Prudhomme disait ouvertement que la nation était trahie par ses représentants et l’armée par ses chefs.

Mais Prudhomme et Desmoulins pouvaient au moins se montrer. Quant à un révolutionnaire populaire, comme Marat, il dut se cacher pendant plusieurs mois, ne sachant quelquefois où trouver un asile pour la nuit. On a très bien dit de lui qu’il plaidait la cause du peuple, la tête sur le billot. Danton, sur le point d’être arrêté, était parti pour Londres.

D’ailleurs, la reine elle-même, dans sa correspondance secrète avec Fersen, par l’intermédiaire duquel elle dirigeait l’invasion et préparait l’entrée des armées allemandes dans la capitale, constatait « un changement bien visible à Paris ». Le peuple, disait-elle, ne lit plus les journaux. « Il n’y a que la cherté du pain qui les occupe et les décrets » écrivait-elle le 31 octobre 1791.

La cherté du pain — et les décrets ! Le pain pour vivre et continuer la révolution — car il en manquait dès octobre ! Et les décrets contre les prêtres et les émigrés, que le roi refusait de sanctionner !

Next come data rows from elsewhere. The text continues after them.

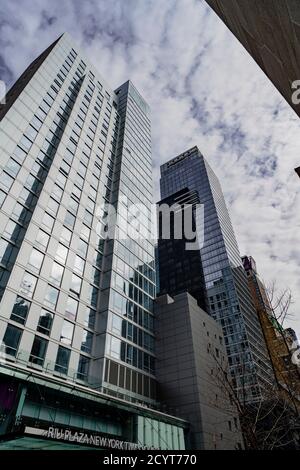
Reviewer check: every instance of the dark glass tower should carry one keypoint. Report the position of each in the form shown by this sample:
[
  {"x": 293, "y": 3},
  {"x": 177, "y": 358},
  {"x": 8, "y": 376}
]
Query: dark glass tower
[
  {"x": 180, "y": 270},
  {"x": 225, "y": 280}
]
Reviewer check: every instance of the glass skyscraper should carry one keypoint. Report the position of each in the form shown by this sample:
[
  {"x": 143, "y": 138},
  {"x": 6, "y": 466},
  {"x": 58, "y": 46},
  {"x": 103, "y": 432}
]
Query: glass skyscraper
[
  {"x": 228, "y": 295},
  {"x": 76, "y": 307}
]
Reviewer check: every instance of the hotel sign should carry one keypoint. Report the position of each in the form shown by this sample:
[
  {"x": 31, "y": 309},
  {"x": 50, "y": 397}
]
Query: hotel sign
[{"x": 75, "y": 437}]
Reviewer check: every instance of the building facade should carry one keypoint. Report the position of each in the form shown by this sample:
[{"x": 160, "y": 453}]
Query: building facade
[
  {"x": 228, "y": 294},
  {"x": 75, "y": 306},
  {"x": 180, "y": 270},
  {"x": 191, "y": 372}
]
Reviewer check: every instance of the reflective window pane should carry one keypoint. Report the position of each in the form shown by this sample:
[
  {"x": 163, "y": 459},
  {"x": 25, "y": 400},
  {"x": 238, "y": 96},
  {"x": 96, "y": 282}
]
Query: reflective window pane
[
  {"x": 36, "y": 260},
  {"x": 62, "y": 360},
  {"x": 56, "y": 273},
  {"x": 12, "y": 339},
  {"x": 51, "y": 297},
  {"x": 45, "y": 322},
  {"x": 67, "y": 331},
  {"x": 20, "y": 310},
  {"x": 28, "y": 284},
  {"x": 38, "y": 351},
  {"x": 71, "y": 308}
]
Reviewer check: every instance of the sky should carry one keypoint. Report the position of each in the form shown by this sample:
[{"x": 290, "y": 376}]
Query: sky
[{"x": 205, "y": 90}]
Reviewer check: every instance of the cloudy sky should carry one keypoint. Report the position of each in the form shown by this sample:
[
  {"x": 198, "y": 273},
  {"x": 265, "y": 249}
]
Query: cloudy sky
[{"x": 204, "y": 90}]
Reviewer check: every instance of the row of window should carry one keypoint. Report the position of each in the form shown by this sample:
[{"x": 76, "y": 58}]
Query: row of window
[
  {"x": 12, "y": 338},
  {"x": 125, "y": 352}
]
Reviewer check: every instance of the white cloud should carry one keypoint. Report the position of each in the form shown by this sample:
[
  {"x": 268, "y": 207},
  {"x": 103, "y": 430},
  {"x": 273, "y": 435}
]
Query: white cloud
[{"x": 205, "y": 90}]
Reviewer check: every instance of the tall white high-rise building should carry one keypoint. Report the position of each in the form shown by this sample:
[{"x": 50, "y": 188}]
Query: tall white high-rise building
[{"x": 76, "y": 308}]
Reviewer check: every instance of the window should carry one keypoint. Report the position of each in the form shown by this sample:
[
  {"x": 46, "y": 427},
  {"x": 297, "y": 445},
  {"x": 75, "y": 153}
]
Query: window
[
  {"x": 66, "y": 235},
  {"x": 93, "y": 295},
  {"x": 116, "y": 324},
  {"x": 75, "y": 284},
  {"x": 51, "y": 297},
  {"x": 82, "y": 247},
  {"x": 62, "y": 360},
  {"x": 71, "y": 308},
  {"x": 45, "y": 322},
  {"x": 20, "y": 154},
  {"x": 88, "y": 217},
  {"x": 85, "y": 232},
  {"x": 6, "y": 180},
  {"x": 57, "y": 192},
  {"x": 13, "y": 231},
  {"x": 61, "y": 253},
  {"x": 61, "y": 180},
  {"x": 25, "y": 143},
  {"x": 2, "y": 197},
  {"x": 36, "y": 260},
  {"x": 70, "y": 219},
  {"x": 79, "y": 264},
  {"x": 12, "y": 167},
  {"x": 7, "y": 251},
  {"x": 90, "y": 318},
  {"x": 12, "y": 339},
  {"x": 56, "y": 273},
  {"x": 28, "y": 284},
  {"x": 73, "y": 205},
  {"x": 42, "y": 239},
  {"x": 21, "y": 213},
  {"x": 48, "y": 221},
  {"x": 83, "y": 368},
  {"x": 20, "y": 310},
  {"x": 67, "y": 332},
  {"x": 115, "y": 347},
  {"x": 53, "y": 206},
  {"x": 96, "y": 276},
  {"x": 87, "y": 339},
  {"x": 38, "y": 351}
]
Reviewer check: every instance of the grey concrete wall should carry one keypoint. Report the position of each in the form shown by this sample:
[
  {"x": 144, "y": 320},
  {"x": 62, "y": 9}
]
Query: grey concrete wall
[{"x": 187, "y": 372}]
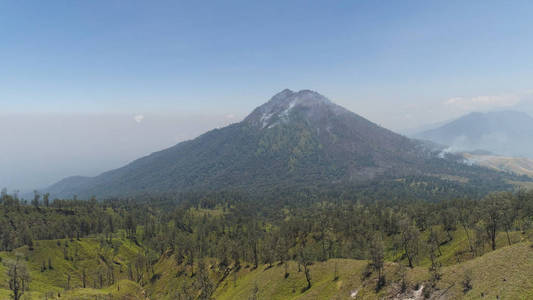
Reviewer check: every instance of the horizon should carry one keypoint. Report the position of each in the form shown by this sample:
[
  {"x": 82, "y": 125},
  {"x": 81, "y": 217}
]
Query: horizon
[{"x": 131, "y": 79}]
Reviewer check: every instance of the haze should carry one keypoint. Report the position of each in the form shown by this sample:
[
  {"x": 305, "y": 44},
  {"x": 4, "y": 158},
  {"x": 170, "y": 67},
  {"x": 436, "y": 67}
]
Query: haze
[{"x": 89, "y": 86}]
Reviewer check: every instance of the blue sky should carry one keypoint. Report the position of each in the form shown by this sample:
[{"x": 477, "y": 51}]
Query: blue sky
[
  {"x": 401, "y": 64},
  {"x": 230, "y": 56}
]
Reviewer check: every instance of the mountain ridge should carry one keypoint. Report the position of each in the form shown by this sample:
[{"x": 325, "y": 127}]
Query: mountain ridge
[
  {"x": 501, "y": 132},
  {"x": 294, "y": 139}
]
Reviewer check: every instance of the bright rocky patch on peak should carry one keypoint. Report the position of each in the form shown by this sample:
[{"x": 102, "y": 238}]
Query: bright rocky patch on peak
[{"x": 280, "y": 107}]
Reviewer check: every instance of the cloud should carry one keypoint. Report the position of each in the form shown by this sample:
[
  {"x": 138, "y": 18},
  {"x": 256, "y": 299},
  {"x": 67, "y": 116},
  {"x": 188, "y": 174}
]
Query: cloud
[
  {"x": 138, "y": 118},
  {"x": 485, "y": 102}
]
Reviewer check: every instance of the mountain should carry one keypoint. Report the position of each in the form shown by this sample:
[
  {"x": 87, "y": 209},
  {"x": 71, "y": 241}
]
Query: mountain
[
  {"x": 508, "y": 133},
  {"x": 295, "y": 139},
  {"x": 516, "y": 165}
]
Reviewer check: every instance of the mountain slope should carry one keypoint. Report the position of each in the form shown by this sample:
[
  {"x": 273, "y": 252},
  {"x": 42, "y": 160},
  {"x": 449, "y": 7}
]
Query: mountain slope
[
  {"x": 296, "y": 138},
  {"x": 506, "y": 133}
]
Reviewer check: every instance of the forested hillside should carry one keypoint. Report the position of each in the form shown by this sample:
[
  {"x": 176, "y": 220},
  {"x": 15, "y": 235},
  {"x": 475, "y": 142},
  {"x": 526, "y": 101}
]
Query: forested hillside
[
  {"x": 297, "y": 139},
  {"x": 221, "y": 245}
]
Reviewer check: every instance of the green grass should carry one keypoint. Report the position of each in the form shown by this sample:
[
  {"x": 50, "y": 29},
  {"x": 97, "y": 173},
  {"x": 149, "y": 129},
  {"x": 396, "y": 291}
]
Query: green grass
[
  {"x": 506, "y": 272},
  {"x": 85, "y": 254}
]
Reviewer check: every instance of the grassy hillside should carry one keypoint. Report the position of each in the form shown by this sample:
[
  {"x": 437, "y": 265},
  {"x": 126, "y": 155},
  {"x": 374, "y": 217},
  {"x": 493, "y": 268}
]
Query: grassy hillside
[
  {"x": 505, "y": 272},
  {"x": 91, "y": 256}
]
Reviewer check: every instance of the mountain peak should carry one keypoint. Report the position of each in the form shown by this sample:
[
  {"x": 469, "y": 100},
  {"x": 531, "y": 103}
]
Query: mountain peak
[{"x": 279, "y": 108}]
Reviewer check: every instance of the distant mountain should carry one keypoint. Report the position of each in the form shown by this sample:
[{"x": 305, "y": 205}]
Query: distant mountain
[
  {"x": 507, "y": 133},
  {"x": 516, "y": 165},
  {"x": 295, "y": 139}
]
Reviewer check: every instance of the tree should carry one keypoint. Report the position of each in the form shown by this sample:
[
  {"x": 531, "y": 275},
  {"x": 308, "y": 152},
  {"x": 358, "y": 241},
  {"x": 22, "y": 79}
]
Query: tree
[
  {"x": 409, "y": 238},
  {"x": 305, "y": 260},
  {"x": 36, "y": 197},
  {"x": 205, "y": 285},
  {"x": 19, "y": 277},
  {"x": 493, "y": 215},
  {"x": 46, "y": 199},
  {"x": 377, "y": 259}
]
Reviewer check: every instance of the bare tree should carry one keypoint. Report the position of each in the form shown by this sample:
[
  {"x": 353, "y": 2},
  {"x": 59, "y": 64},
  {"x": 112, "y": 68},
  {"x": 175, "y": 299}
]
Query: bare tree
[{"x": 19, "y": 277}]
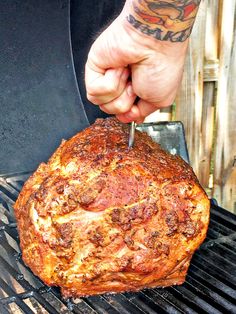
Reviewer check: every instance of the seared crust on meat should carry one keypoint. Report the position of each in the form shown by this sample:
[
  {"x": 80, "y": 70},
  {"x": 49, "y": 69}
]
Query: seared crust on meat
[{"x": 99, "y": 217}]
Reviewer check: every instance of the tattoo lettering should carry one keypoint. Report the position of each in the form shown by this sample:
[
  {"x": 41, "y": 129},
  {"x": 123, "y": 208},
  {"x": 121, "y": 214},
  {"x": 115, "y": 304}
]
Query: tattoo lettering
[{"x": 168, "y": 20}]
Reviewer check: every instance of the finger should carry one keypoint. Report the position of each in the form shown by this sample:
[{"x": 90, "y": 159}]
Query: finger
[
  {"x": 121, "y": 104},
  {"x": 104, "y": 87}
]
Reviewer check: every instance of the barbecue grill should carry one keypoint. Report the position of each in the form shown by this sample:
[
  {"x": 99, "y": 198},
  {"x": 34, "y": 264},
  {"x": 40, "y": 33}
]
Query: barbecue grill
[{"x": 42, "y": 98}]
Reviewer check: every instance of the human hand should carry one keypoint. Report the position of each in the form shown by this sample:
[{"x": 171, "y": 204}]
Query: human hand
[{"x": 155, "y": 68}]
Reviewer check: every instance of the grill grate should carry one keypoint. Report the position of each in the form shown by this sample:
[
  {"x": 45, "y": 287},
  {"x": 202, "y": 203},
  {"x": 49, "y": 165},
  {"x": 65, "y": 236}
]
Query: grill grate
[{"x": 210, "y": 286}]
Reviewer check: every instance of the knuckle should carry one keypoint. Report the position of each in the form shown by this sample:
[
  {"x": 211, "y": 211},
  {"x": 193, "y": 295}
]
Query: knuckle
[{"x": 119, "y": 106}]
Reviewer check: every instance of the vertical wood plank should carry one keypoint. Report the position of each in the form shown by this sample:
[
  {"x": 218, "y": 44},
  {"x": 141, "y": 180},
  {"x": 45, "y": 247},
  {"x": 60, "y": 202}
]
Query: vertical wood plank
[
  {"x": 225, "y": 174},
  {"x": 189, "y": 97},
  {"x": 209, "y": 89},
  {"x": 207, "y": 129}
]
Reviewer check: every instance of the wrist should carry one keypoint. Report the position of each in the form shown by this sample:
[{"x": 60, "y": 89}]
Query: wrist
[
  {"x": 162, "y": 20},
  {"x": 142, "y": 39}
]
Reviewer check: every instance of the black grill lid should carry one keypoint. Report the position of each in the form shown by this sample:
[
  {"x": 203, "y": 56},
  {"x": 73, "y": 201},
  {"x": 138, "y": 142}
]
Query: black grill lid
[{"x": 210, "y": 286}]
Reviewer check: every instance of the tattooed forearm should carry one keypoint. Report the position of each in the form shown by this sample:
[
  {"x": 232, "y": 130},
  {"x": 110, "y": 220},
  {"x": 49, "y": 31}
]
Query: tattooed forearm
[{"x": 169, "y": 20}]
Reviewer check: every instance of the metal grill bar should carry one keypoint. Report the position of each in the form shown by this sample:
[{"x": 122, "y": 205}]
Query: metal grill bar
[{"x": 210, "y": 286}]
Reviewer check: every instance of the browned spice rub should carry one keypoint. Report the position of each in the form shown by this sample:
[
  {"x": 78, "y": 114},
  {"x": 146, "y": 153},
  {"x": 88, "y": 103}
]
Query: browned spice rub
[{"x": 99, "y": 217}]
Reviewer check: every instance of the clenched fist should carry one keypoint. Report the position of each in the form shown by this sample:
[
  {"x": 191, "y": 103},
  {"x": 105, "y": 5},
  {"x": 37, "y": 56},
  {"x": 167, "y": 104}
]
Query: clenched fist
[{"x": 124, "y": 63}]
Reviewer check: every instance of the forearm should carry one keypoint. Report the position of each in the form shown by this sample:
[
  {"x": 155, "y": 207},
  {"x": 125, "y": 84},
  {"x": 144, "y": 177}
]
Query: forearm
[{"x": 166, "y": 20}]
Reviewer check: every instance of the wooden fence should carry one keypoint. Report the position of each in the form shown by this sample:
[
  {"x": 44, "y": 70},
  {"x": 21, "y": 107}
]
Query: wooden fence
[{"x": 206, "y": 101}]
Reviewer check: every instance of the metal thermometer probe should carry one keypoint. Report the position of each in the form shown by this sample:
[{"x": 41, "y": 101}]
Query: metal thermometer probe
[{"x": 131, "y": 134}]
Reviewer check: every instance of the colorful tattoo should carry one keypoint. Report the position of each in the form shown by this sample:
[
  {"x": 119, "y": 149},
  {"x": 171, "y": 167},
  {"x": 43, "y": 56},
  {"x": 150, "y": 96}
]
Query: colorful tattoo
[{"x": 169, "y": 20}]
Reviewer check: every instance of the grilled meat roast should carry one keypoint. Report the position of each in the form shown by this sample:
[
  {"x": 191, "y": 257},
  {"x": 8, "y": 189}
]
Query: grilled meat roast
[{"x": 99, "y": 217}]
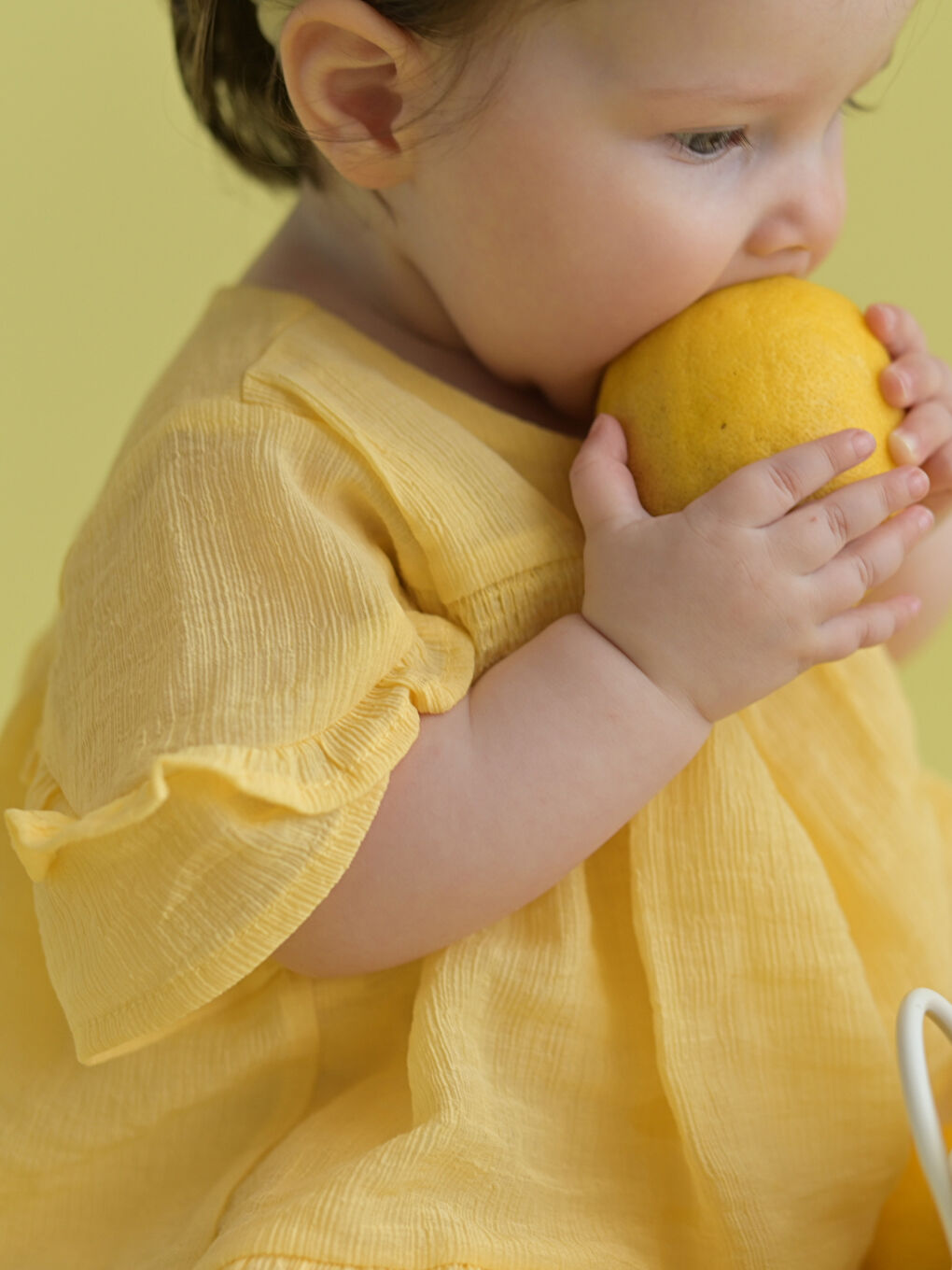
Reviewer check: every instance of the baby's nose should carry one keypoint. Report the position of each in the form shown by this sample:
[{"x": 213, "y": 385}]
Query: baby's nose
[{"x": 804, "y": 214}]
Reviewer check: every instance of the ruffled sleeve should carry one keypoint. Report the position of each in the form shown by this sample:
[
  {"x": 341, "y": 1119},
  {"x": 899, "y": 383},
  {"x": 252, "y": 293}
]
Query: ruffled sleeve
[{"x": 236, "y": 672}]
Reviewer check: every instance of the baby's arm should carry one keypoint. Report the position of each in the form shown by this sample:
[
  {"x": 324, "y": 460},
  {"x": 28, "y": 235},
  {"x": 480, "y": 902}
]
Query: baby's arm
[
  {"x": 684, "y": 620},
  {"x": 553, "y": 751}
]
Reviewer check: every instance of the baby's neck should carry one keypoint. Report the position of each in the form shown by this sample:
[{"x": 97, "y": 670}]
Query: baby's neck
[{"x": 327, "y": 254}]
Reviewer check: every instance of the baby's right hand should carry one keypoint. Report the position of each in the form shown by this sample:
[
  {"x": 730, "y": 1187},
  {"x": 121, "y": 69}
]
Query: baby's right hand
[{"x": 733, "y": 597}]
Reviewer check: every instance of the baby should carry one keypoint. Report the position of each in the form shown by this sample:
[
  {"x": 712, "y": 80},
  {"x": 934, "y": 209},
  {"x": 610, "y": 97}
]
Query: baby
[{"x": 424, "y": 859}]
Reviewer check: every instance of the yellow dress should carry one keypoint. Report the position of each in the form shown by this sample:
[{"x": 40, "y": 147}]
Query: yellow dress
[{"x": 678, "y": 1058}]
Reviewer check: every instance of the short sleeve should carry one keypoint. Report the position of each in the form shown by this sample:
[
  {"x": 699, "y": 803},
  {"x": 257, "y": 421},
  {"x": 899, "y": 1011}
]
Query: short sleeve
[{"x": 236, "y": 672}]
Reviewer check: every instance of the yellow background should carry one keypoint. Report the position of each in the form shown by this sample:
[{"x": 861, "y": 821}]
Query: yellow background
[{"x": 120, "y": 216}]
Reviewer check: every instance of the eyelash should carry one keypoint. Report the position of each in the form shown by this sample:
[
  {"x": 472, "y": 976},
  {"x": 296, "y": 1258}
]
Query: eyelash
[{"x": 735, "y": 138}]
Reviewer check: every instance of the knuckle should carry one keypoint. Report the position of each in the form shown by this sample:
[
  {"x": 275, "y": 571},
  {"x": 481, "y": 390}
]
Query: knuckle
[
  {"x": 866, "y": 572},
  {"x": 785, "y": 479},
  {"x": 838, "y": 522}
]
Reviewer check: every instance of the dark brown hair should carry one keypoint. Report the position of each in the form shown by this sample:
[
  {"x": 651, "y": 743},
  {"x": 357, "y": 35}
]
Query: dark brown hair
[{"x": 233, "y": 80}]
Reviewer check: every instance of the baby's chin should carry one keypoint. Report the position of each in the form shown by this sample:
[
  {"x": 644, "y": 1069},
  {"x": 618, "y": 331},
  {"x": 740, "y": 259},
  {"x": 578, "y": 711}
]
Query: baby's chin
[{"x": 575, "y": 397}]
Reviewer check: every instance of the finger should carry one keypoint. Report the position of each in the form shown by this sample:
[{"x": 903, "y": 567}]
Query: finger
[
  {"x": 896, "y": 328},
  {"x": 767, "y": 489},
  {"x": 868, "y": 561},
  {"x": 923, "y": 432},
  {"x": 916, "y": 377},
  {"x": 817, "y": 532},
  {"x": 864, "y": 627},
  {"x": 602, "y": 486},
  {"x": 940, "y": 472}
]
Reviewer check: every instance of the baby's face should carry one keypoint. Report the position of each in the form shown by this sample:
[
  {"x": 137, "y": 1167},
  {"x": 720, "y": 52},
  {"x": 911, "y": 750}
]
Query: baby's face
[{"x": 606, "y": 187}]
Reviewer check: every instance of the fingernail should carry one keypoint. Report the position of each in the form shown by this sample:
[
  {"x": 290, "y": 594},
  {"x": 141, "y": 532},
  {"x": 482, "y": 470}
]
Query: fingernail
[{"x": 917, "y": 483}]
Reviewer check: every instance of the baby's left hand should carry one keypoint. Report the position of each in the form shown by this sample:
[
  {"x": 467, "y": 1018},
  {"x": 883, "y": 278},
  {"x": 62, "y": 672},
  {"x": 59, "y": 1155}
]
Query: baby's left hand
[{"x": 922, "y": 385}]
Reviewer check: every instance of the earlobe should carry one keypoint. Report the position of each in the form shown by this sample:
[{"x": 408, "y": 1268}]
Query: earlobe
[{"x": 353, "y": 79}]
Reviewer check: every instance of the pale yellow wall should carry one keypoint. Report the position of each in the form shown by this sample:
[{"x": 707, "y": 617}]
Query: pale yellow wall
[{"x": 120, "y": 218}]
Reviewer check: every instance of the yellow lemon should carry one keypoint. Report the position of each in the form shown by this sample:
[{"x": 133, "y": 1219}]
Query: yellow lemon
[{"x": 740, "y": 374}]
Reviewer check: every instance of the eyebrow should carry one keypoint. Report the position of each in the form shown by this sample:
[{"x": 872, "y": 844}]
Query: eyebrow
[{"x": 718, "y": 92}]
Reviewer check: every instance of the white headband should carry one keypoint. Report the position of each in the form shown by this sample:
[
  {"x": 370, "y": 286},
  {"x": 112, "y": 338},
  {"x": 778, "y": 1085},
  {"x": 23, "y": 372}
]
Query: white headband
[{"x": 272, "y": 16}]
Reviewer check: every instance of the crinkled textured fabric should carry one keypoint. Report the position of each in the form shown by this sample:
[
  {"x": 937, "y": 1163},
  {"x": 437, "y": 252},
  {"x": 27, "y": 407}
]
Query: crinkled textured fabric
[{"x": 679, "y": 1057}]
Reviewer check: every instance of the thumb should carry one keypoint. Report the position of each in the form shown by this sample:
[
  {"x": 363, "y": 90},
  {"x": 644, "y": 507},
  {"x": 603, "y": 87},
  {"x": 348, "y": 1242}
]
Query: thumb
[{"x": 602, "y": 484}]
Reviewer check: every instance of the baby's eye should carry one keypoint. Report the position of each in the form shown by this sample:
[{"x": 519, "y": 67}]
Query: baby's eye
[{"x": 709, "y": 145}]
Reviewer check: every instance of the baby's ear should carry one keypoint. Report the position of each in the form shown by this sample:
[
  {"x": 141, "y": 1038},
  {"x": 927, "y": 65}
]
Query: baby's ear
[{"x": 355, "y": 80}]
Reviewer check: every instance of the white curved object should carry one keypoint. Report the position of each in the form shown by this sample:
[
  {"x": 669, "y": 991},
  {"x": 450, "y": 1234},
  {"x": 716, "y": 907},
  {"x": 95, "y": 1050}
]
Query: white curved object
[{"x": 919, "y": 1099}]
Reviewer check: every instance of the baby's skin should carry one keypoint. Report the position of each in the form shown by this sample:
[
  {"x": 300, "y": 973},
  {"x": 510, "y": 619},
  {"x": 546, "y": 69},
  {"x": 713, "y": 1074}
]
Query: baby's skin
[{"x": 767, "y": 588}]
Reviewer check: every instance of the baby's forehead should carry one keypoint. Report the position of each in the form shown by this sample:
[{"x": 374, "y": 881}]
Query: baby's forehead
[{"x": 737, "y": 49}]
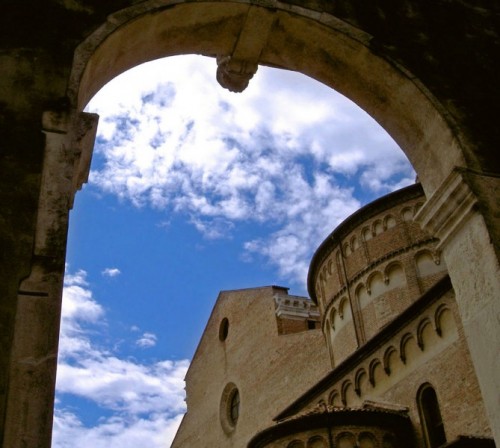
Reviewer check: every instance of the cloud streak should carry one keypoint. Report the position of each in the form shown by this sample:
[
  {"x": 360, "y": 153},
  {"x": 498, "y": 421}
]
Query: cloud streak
[
  {"x": 141, "y": 403},
  {"x": 288, "y": 153}
]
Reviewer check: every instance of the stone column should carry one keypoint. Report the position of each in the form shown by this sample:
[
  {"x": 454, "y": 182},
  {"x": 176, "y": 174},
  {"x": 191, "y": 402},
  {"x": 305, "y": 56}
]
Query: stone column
[
  {"x": 69, "y": 140},
  {"x": 464, "y": 214}
]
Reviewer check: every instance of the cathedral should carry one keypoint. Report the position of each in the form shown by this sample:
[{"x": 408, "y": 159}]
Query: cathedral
[
  {"x": 376, "y": 358},
  {"x": 405, "y": 351}
]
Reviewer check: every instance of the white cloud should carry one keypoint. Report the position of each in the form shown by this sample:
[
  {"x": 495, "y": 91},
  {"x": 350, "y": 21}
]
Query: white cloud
[
  {"x": 186, "y": 145},
  {"x": 141, "y": 402},
  {"x": 111, "y": 272},
  {"x": 147, "y": 340}
]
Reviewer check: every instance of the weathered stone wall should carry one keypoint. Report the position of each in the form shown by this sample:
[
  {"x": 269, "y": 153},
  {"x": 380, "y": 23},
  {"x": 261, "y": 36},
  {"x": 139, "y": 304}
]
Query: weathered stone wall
[
  {"x": 378, "y": 264},
  {"x": 267, "y": 368},
  {"x": 431, "y": 348}
]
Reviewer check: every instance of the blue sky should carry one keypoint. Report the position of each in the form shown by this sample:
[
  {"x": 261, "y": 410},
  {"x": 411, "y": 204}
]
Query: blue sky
[{"x": 194, "y": 190}]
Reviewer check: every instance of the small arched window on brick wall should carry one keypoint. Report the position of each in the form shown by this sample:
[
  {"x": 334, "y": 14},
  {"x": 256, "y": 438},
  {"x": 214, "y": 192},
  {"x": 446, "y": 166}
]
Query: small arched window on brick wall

La trahison était partout, et l’on sait aujourd’hui qu’à cette même époque, fin 1791, Dumouriez, le général girondin qui commandait les armées de l’Est, complotait déjà avec le roi. Il lui adressait un mémoire secret sur les moyens d’arrêter la révolution ! On trouva ce mémoire après la prise des Tuileries, dans l’armoire de fer de Louis XVI.